The Southern Poverty Law Center has reached a settlement with liberal Islamic reformer Maajid Nawaz and his organization, the Quilliam Foundation, for wrongly including them on its now-defunct list of “anti-Muslim extremists.”
The SPLC announced Monday that it has agreed to pay Nawaz and Quilliam $3.375 million “to fund their work to fight anti-Muslim bigotry and extremism.” The settlement was the result of a lawsuit Nawaz filed in April over his inclusion on the SPLC’s “Field Guide to Anti-Muslim Extremists.”
The list, which was published in 2016 and was intended to serve as a resource for journalists, was deleted
shortly after Nawaz filed the suit. The deletion came roughly two years after Nawaz first demanded a retraction.
“The Southern Poverty Law Center was wrong to include Maajid Nawaz and the Quilliam Foundation in our Field Guide to Anti-Muslim Extremists. Since we published the Field Guide, we have taken the time to do more research and have consulted with human rights advocates we respect,” SPLC president Richard Cohen said in a statement. “We’ve found that Mr. Nawaz and Quilliam have made valuable and important contributions to public discourse, including by promoting pluralism and condemning both anti-Muslim bigotry and Islamist extremism.
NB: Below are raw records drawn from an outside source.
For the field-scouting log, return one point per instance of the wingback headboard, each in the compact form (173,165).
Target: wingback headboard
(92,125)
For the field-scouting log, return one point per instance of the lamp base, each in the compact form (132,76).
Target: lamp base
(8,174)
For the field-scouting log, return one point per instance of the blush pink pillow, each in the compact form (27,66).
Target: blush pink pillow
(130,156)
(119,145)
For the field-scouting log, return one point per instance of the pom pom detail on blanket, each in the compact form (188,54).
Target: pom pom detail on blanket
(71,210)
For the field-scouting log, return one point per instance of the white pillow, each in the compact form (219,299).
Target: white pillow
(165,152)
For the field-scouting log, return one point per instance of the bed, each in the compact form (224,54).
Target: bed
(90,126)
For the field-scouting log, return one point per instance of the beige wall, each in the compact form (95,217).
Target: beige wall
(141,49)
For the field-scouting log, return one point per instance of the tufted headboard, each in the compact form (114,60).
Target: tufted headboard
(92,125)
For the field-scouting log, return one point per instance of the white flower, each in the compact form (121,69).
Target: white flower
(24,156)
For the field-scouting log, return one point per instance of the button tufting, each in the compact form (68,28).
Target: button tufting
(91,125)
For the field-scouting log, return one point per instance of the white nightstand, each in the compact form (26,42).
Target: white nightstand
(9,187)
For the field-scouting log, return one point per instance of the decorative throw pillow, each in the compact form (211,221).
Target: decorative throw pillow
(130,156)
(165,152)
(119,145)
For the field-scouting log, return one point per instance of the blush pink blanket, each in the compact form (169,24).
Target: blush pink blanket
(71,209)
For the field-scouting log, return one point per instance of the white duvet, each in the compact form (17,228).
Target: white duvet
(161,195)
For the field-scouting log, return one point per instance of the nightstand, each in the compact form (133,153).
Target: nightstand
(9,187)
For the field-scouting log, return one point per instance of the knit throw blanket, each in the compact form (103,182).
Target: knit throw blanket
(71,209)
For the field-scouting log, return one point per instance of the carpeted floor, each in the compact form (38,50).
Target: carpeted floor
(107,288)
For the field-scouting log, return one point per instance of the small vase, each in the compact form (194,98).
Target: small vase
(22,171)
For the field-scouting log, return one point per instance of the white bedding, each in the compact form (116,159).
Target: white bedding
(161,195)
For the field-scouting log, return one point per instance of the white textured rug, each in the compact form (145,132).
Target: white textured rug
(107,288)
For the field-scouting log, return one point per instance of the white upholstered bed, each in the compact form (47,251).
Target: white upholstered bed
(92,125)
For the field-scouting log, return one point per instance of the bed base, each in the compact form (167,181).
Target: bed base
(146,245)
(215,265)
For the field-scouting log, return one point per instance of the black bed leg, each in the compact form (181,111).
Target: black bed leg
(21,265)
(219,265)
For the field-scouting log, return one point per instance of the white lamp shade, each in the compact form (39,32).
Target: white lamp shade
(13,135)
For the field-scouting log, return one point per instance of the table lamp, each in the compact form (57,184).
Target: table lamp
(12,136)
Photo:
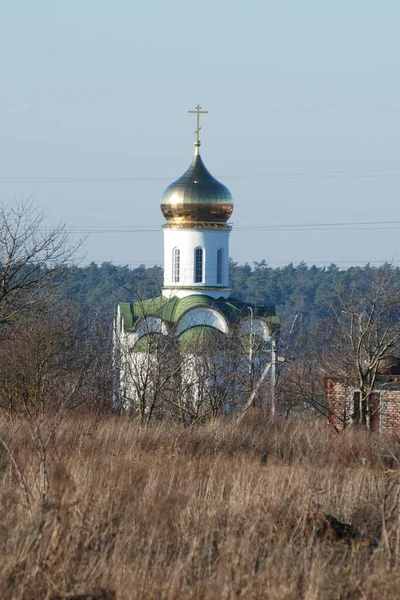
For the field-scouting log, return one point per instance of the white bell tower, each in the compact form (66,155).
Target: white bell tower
(196,235)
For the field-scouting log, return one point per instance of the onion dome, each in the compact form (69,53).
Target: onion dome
(197,198)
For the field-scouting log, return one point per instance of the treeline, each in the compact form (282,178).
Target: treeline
(305,291)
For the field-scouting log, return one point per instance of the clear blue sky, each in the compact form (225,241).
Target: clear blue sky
(100,89)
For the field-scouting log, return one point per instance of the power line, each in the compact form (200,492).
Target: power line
(340,226)
(338,174)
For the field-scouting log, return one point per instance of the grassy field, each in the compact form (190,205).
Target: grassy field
(217,511)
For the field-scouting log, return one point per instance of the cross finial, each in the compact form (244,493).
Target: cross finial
(197,111)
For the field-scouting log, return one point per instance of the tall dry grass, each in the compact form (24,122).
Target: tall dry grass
(216,512)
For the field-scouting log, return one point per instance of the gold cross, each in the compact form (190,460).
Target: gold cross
(198,112)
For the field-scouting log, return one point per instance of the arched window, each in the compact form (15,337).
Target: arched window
(176,265)
(198,265)
(220,256)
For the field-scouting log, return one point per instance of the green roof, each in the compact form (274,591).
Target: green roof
(198,336)
(171,309)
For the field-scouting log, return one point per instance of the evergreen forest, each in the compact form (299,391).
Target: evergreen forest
(299,292)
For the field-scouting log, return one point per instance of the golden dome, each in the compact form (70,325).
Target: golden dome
(197,198)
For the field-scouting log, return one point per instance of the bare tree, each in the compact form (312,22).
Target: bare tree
(32,258)
(362,332)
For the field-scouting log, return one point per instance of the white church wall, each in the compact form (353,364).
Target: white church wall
(187,240)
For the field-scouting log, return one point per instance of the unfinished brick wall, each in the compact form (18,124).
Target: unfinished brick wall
(338,403)
(391,410)
(385,406)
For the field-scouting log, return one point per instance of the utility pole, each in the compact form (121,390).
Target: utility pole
(274,362)
(251,353)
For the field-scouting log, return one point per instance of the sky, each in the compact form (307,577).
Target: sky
(303,124)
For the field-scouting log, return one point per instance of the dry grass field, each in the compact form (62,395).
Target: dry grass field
(218,511)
Although we may have our differences with some of the positions that Mr. Nawaz and Quilliam have taken, they are most certainly not anti-Muslim extremists. We would like to extend our sincerest apologies to Mr. Nawaz, Quilliam, and our readers for the error, and we wish Mr. Nawaz and Quilliam all the best.”
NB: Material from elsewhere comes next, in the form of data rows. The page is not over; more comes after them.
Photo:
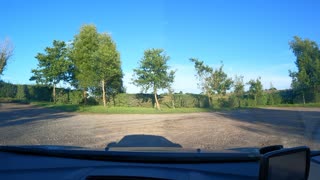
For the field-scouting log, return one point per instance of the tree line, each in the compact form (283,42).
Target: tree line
(91,63)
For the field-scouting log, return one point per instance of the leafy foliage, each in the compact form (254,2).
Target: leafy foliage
(53,66)
(6,51)
(308,64)
(97,62)
(153,72)
(256,90)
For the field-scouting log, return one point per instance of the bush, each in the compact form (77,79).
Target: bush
(7,90)
(75,97)
(22,92)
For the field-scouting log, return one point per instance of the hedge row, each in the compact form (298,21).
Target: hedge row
(147,100)
(67,96)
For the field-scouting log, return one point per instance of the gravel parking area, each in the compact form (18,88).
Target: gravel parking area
(30,125)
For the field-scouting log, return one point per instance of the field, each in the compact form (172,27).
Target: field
(225,129)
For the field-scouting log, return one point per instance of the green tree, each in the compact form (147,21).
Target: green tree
(211,81)
(85,45)
(6,51)
(238,86)
(97,61)
(108,65)
(308,64)
(53,66)
(255,89)
(203,75)
(219,82)
(153,72)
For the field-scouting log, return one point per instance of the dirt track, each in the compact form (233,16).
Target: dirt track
(26,124)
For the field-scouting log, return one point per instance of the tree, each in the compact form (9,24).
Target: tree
(308,64)
(203,75)
(238,88)
(255,89)
(53,66)
(219,82)
(153,73)
(107,63)
(211,82)
(85,44)
(6,51)
(97,61)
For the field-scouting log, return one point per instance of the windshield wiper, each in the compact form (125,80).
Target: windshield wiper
(145,157)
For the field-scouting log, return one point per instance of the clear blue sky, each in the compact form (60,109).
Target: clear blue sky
(250,37)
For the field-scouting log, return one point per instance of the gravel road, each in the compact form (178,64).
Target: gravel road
(30,125)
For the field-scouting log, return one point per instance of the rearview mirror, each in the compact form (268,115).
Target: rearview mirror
(292,163)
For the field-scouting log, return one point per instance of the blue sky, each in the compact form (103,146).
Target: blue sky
(250,37)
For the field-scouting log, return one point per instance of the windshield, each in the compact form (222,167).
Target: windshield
(209,75)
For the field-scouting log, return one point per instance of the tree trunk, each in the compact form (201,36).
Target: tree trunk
(103,93)
(209,99)
(156,99)
(255,100)
(54,93)
(172,101)
(84,96)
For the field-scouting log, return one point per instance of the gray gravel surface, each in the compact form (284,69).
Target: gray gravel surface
(30,125)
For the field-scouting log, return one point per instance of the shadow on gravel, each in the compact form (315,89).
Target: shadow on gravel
(17,114)
(281,121)
(141,140)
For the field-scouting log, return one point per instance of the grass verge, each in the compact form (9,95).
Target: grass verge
(117,110)
(297,105)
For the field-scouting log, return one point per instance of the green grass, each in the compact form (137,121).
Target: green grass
(297,105)
(117,110)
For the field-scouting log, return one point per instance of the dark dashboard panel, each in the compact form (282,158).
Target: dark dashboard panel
(18,166)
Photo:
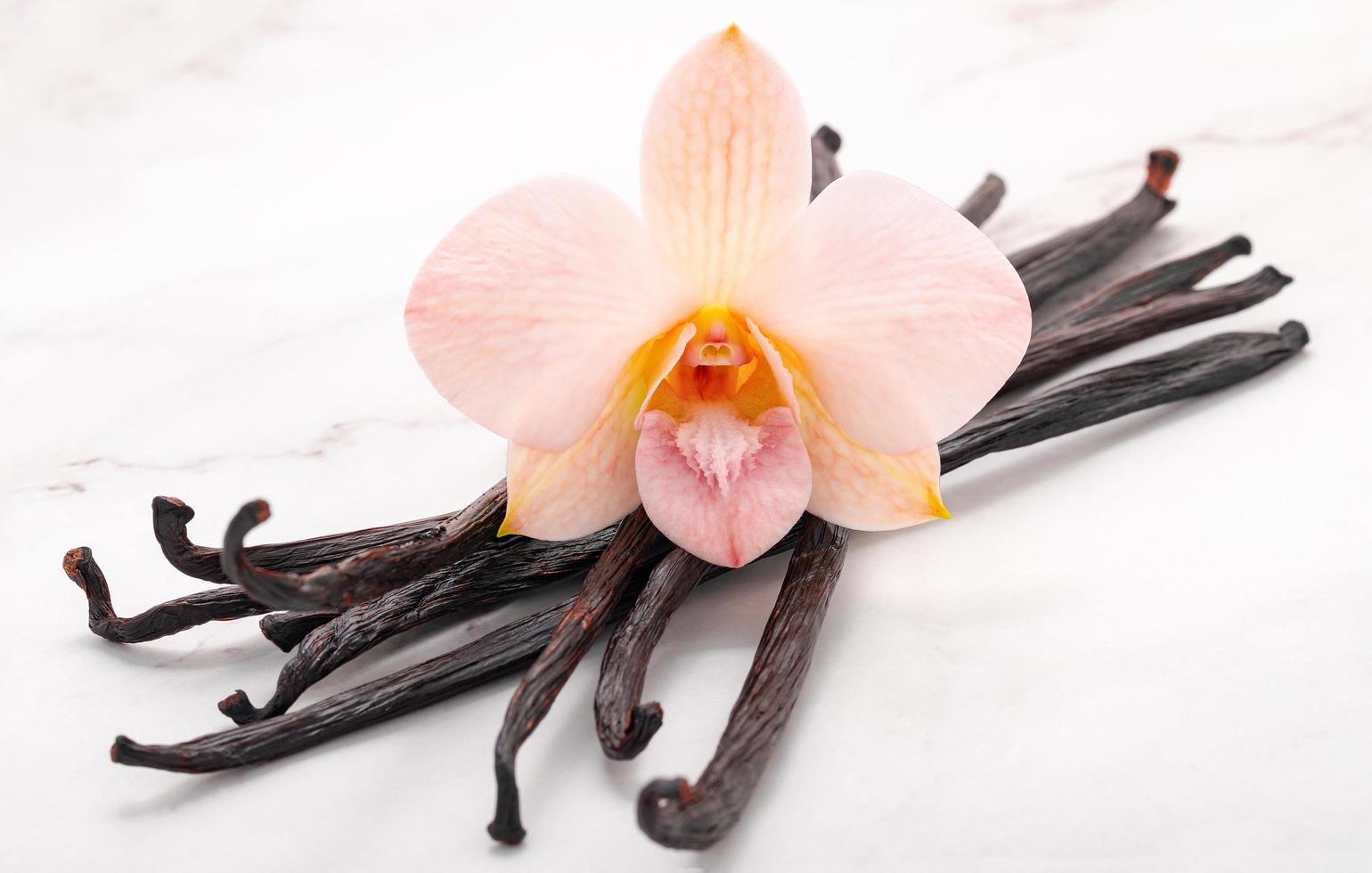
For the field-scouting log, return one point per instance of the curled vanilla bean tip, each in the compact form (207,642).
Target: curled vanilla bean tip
(1054,264)
(1153,302)
(366,574)
(286,631)
(680,814)
(829,137)
(238,707)
(625,725)
(512,647)
(475,583)
(507,827)
(984,200)
(1163,165)
(1198,368)
(169,527)
(217,604)
(635,541)
(823,165)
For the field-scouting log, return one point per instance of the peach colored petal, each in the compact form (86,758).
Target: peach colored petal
(724,161)
(859,487)
(579,490)
(719,486)
(528,309)
(902,314)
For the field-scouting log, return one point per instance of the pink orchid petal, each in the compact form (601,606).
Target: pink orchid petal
(782,378)
(528,309)
(579,490)
(719,486)
(902,314)
(859,487)
(724,161)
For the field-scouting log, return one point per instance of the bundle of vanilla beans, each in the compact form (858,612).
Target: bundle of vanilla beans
(331,599)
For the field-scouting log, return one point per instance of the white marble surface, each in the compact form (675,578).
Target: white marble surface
(1139,649)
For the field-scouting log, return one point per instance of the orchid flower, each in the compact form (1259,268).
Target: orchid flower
(734,357)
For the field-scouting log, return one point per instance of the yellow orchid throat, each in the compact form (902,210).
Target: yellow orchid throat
(752,357)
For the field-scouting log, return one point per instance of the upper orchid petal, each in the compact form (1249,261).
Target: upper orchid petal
(899,311)
(579,490)
(724,161)
(526,314)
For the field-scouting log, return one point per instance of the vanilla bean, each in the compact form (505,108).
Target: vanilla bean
(683,816)
(497,654)
(366,574)
(217,604)
(1057,263)
(478,583)
(1202,367)
(1107,329)
(983,202)
(823,165)
(1169,278)
(287,631)
(169,525)
(622,722)
(494,655)
(604,586)
(680,814)
(1198,368)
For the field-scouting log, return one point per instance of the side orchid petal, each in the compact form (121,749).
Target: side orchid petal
(862,489)
(901,312)
(724,161)
(579,490)
(723,487)
(526,314)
The list prompted backlash from free-speech advocates and the creation of
a petition on Change.org, which drew thousands of signatures. It accused Nawaz, a liberal Muslim and former Islamic extremist, of “savaging Islam,” and similarly branded Ayaan Hirsi Ali, a Somali- and Muslim-born critic of the religion, as an “extremist” for advocating the abolition of cultural practices like female genital mutilation, which she herself was subjected to in childhood.
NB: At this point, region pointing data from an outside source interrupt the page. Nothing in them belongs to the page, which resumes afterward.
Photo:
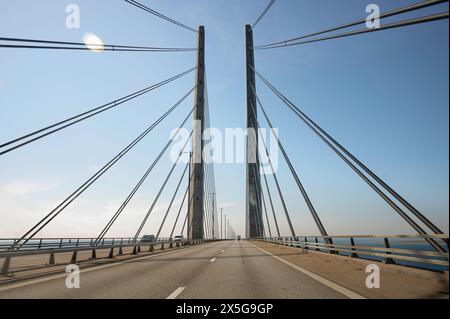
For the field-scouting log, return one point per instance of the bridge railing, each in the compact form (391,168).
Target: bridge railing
(52,252)
(405,250)
(50,243)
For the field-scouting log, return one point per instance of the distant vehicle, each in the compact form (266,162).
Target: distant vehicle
(148,239)
(179,238)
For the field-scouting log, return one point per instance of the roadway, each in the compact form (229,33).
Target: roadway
(219,270)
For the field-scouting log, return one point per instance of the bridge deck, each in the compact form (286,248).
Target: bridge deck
(231,270)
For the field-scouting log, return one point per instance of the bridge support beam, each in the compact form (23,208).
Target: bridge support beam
(254,221)
(195,220)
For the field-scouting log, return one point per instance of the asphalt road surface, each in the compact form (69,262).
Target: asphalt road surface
(219,270)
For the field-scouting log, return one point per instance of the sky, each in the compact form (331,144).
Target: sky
(382,95)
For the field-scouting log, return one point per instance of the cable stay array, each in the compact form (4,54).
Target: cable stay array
(210,227)
(403,23)
(31,233)
(305,195)
(361,170)
(21,43)
(150,210)
(269,5)
(159,15)
(56,127)
(141,182)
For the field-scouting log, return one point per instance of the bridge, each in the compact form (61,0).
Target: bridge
(196,251)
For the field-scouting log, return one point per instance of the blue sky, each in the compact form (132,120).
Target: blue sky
(383,95)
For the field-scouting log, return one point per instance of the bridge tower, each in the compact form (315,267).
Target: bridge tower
(196,203)
(254,221)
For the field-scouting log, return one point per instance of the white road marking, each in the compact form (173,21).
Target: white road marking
(176,293)
(64,275)
(346,292)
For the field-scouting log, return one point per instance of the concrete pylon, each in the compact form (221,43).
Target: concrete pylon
(196,207)
(254,221)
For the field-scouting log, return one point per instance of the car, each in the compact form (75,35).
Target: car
(148,238)
(179,238)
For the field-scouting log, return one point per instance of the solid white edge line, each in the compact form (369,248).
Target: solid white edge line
(53,277)
(176,293)
(346,292)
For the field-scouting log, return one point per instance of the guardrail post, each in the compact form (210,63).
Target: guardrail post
(51,259)
(74,258)
(5,267)
(353,255)
(111,253)
(387,245)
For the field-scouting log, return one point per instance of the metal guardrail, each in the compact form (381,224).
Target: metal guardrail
(53,246)
(418,252)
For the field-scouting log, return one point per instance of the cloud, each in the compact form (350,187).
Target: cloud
(26,187)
“It’s a shame that it took impending litigation for the Southern Poverty Law Center to finally set
the record straight and admit it was wrong all along,” Megan Meier, a partner at Clare Locke — the law firm that represented Nawaz, said in a statement provided to National Review. “Quilliam and Mr. Nawaz do admirable work, and we are honored to have restored their reputations and achieved this victory on their behalf.”